Responsable :
Roxanne Lemieux
Établissement :
Université du Québec à Trois-Rivières (UQTR)
Année de concours :
2020-2021
Table des matières
1. Résumé du projet
L’exposition à de la maltraitance durant l’enfance est un enjeu de santé publique majeur : elle touche environ le tiers de la population (Berthelot et al., sous presse) et est liée à l’émergence de problèmes de santé mentale et physique (Afifi, 2011). Cette problématique a également des impacts intergénérationnels, puisque les enfants de parents ayant vécu des abus ou de la négligence peuvent aussi être affectés par cette maltraitance. D’une part, ils sont trois fois plus à risque d’être maltraités à leur tour que les enfants dont les parents n’ont pas d’antécédent de mauvais traitements (Assink et al.,2018). D’autre part, même en l’absence de répétition des mauvais traitements, ces enfants sont plus susceptibles de développer une variété de difficultés interpersonnelles, affectives, comportementales et neurobiologiques (Lemieux et al., accepté). Ces éléments sont alarmants puisqu’une récente étude montre que les interventions existantes visant à prévenir la maltraitance durant l’enfance s’avèrent peu efficaces (Viswanathan et al., 2018).

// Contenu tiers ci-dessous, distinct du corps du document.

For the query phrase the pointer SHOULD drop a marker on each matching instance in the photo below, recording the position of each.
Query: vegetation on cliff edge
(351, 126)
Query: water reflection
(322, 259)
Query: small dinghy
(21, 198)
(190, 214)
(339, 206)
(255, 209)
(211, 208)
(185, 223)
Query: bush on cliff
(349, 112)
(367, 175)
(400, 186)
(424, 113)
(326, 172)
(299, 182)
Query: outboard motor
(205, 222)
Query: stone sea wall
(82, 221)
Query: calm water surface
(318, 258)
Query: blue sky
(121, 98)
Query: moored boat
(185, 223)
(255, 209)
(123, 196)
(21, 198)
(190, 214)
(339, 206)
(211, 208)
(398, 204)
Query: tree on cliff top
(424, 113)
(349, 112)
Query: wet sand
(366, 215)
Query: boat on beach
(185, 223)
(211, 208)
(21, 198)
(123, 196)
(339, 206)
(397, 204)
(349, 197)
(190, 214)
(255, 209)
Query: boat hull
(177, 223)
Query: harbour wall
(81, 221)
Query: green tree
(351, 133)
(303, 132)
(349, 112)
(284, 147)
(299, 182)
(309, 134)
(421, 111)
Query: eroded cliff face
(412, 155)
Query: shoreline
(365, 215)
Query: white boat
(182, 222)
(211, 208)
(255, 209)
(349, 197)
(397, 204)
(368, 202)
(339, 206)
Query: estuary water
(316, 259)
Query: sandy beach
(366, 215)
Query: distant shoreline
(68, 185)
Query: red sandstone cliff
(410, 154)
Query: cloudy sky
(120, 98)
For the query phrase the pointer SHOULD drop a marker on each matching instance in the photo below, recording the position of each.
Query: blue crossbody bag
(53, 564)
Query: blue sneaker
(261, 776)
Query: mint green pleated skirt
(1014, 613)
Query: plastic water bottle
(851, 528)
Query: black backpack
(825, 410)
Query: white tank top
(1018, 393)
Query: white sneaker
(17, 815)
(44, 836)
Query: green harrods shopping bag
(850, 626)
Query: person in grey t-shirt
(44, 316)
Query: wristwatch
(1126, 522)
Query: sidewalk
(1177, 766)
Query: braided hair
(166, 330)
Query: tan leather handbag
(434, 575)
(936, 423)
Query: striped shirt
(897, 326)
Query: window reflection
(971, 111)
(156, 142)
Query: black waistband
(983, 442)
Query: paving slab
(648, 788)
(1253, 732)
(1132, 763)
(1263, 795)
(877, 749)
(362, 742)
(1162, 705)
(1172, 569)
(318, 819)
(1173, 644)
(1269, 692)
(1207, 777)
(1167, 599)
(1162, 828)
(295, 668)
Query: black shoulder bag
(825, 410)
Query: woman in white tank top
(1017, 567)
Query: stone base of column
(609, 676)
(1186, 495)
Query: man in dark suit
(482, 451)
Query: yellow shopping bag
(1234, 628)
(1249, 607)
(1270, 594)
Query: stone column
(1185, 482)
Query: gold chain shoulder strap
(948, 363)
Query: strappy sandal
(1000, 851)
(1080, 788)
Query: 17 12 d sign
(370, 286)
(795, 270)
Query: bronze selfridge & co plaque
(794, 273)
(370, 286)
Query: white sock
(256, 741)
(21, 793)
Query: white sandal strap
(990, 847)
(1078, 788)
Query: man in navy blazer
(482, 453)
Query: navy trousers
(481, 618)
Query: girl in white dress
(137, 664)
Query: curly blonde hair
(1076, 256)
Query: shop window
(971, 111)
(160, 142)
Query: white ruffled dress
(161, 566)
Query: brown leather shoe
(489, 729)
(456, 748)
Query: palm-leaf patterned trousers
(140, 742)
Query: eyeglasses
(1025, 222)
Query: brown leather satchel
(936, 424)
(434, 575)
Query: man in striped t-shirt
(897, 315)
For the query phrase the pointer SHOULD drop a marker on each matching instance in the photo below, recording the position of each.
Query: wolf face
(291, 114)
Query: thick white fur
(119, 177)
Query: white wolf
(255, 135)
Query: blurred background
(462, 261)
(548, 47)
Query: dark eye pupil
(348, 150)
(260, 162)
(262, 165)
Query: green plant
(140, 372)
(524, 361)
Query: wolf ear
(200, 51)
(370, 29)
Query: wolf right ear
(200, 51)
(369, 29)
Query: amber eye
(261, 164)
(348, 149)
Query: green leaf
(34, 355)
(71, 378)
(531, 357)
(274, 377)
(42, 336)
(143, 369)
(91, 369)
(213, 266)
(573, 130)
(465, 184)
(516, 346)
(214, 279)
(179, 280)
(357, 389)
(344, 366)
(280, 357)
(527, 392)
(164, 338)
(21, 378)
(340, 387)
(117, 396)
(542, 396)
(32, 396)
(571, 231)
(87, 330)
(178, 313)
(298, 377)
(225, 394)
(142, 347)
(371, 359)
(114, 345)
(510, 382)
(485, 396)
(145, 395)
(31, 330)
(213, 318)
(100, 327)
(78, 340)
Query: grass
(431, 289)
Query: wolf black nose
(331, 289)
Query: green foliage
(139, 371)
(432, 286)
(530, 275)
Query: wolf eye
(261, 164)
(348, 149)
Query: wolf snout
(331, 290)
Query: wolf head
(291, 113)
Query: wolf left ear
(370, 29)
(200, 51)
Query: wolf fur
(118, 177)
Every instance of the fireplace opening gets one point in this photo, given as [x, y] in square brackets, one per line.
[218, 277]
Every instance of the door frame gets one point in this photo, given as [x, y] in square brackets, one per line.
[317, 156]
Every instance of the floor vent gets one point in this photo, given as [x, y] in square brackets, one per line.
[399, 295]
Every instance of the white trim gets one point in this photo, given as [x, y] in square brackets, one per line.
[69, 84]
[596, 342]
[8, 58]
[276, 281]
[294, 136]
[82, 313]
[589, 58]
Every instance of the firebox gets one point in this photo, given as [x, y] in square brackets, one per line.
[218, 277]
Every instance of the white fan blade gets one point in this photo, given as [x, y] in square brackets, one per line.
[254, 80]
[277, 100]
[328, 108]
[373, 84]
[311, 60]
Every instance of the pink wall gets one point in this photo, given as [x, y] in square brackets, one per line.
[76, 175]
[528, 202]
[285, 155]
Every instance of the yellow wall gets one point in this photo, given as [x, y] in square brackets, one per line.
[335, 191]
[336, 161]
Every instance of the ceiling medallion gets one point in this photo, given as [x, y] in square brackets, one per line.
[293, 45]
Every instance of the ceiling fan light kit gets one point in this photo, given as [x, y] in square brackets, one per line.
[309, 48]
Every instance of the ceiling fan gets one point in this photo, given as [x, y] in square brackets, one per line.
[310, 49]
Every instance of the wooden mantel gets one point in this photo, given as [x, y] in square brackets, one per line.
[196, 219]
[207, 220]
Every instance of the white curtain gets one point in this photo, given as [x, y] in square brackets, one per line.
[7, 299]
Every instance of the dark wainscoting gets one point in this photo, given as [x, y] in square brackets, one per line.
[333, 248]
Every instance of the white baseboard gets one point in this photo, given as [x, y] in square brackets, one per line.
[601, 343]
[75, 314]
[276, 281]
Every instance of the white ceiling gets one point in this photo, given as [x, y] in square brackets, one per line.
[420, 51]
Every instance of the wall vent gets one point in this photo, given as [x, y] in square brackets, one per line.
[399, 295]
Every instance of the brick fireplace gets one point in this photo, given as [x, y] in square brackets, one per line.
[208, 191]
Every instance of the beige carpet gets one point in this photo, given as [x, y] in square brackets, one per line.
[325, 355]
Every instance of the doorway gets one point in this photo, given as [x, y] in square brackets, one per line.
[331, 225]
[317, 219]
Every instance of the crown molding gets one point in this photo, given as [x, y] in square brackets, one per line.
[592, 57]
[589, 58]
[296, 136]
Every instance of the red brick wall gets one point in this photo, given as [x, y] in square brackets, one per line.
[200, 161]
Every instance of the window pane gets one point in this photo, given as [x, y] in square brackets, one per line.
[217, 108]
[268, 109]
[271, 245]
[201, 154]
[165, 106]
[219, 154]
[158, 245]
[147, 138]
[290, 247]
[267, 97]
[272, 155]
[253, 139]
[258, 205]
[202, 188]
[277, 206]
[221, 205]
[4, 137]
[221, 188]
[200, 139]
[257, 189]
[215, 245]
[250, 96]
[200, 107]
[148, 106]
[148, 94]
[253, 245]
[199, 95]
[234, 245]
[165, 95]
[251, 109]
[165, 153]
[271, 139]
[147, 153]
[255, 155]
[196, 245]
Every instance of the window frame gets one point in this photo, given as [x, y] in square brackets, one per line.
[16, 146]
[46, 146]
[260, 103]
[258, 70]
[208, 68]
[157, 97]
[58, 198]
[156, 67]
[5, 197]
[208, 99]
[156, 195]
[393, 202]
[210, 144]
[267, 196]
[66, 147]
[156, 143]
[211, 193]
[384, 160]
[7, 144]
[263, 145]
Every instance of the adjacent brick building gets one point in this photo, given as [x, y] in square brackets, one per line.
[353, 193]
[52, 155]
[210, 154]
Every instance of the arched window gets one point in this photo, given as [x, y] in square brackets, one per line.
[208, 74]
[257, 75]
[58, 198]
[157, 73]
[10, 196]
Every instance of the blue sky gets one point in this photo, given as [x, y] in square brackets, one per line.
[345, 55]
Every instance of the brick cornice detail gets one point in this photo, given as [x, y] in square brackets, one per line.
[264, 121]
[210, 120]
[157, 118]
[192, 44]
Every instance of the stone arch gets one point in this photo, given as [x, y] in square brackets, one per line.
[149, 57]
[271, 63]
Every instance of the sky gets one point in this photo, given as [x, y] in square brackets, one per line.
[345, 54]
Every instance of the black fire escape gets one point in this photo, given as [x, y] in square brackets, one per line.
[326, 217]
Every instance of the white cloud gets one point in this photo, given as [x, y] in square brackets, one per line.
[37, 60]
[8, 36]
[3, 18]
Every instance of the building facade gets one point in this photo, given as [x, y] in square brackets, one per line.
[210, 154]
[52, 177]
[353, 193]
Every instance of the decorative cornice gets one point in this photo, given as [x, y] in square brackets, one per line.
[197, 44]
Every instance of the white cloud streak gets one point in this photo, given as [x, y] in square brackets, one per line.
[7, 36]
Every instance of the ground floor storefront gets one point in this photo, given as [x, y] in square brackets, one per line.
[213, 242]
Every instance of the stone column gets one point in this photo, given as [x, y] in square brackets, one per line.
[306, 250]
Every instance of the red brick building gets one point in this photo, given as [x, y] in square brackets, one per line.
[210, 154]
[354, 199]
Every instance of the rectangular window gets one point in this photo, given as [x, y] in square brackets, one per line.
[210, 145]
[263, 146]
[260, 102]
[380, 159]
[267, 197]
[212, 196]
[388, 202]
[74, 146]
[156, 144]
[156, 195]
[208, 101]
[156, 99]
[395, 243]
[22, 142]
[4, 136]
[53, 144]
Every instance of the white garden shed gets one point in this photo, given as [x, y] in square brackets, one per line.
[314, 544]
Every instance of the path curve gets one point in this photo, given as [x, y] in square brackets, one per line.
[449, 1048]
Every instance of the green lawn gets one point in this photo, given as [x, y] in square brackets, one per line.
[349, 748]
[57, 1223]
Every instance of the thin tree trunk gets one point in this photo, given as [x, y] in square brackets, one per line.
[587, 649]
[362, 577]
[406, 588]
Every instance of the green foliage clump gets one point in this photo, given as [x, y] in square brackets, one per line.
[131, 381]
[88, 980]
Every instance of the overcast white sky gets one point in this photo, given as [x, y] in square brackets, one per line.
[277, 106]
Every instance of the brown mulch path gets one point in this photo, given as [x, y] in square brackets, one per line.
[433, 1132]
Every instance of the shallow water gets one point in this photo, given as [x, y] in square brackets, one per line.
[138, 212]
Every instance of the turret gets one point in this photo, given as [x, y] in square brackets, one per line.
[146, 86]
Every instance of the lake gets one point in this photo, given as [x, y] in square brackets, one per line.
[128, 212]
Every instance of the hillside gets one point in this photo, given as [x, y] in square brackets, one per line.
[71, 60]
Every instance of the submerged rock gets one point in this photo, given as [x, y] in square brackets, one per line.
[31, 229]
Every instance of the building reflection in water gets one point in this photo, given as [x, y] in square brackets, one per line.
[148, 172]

Dans le domaine de la recherche sur l’attachement, une hypothèse parmi les plus citées stipule que l’effet des sentiments de peur reliés aux mauvais traitements vécus durant l’enfance peut persister à l’âge adulte chez des mères et que ces sentiments peuvent se transmettre via les interactions mère-enfant (Hesse et Main, 1990). Lorsqu’elles interagissaient avec leur enfant, ces mères ont tendance à adopter des comportements apeurés (ex. ne pas offrir de réconfort à l’enfant lorsqu’il pleure) et effrayants (ex. se montrer hostile) (Lyons-Ruth et Block, 1996). Les enfants exposés à ces comportements parentaux lors de la petite-enfance présenteraient des problèmes sociaux à l’âge scolaire, ainsi que des comportements de consommation abusive et d’importantes difficultés à réguler leurs émotions, une fois adultes (Lyons-Ruth et al., 2013).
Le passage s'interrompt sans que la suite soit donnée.